The entry for the day on which Mrs. Severn came to tea is similarly brief. "Tea in T's lab. Mrs. S. T. showed her the cats. Afterwards Mrs. S. and I talked about T. Finished up at Frigolin's and the Coliseum. Little Tich and some good wrestlers."

And for the next day: "T. waked me at 6 a.m. Wanted to know my opinion about the cat. Agreed after discussion, though surprised at T. suggesting it. Caught 9.15 to Manchester. Queen's."

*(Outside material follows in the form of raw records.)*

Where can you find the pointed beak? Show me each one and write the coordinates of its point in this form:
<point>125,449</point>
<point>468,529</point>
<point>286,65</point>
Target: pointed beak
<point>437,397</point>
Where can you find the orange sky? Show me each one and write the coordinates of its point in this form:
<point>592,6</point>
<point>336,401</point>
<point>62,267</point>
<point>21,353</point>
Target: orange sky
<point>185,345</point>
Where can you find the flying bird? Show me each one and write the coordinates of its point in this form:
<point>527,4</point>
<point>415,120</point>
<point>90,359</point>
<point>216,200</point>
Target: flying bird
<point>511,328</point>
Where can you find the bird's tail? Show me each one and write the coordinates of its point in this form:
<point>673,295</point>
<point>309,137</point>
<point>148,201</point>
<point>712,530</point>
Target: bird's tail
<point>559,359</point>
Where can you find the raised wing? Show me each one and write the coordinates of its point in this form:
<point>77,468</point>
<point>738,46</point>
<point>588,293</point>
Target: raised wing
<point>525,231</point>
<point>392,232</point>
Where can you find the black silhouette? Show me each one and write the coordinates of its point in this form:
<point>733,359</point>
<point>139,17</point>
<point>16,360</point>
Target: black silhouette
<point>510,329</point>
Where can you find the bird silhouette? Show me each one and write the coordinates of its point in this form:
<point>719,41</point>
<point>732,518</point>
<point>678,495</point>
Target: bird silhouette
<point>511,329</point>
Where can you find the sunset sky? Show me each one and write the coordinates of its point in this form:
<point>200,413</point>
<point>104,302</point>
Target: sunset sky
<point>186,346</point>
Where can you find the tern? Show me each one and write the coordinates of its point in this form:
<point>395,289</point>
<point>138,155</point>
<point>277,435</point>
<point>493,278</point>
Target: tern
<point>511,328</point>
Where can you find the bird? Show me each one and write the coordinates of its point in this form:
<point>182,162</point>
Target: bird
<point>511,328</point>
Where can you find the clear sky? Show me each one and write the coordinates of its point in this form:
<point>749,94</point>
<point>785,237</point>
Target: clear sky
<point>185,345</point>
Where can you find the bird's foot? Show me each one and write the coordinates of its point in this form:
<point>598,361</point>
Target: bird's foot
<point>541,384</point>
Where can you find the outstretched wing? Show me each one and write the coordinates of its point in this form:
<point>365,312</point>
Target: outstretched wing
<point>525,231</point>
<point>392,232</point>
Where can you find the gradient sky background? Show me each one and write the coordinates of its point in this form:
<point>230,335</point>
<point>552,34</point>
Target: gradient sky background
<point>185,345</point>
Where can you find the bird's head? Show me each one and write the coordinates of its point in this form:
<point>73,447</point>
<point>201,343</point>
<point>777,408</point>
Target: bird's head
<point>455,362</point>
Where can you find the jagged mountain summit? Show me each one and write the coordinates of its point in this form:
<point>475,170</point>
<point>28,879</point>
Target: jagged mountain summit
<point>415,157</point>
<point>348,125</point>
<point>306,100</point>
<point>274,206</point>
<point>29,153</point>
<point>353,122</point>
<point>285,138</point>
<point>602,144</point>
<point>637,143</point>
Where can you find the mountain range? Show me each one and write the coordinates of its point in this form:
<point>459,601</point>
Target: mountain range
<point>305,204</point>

The diary, you will observe, is hardly a Bashkirtseff affair. It was written in good faith, not as a literary exercise, and most of its entries are mere reminders, unintelligible to outsiders, but significant to me even to this day. Terry did waken me that morning at 6 a.m. And the cat business, with which I agreed after discussion, although surprised at his suggesting it, was simply this: he wanted to give the black-and-white cat to Mrs. Severn. He thought it would be a "nice" thing to do. The principal objection, as I pointed out to him, was the awkward circumstance that the cat didn't belong to him. Technically, it was the property of the University of London, but for all practical purposes it belonged to Hensler, who had prepared it especially for some work he was engaged on. To give it away would be, to say the least, a highly irregular proceeding.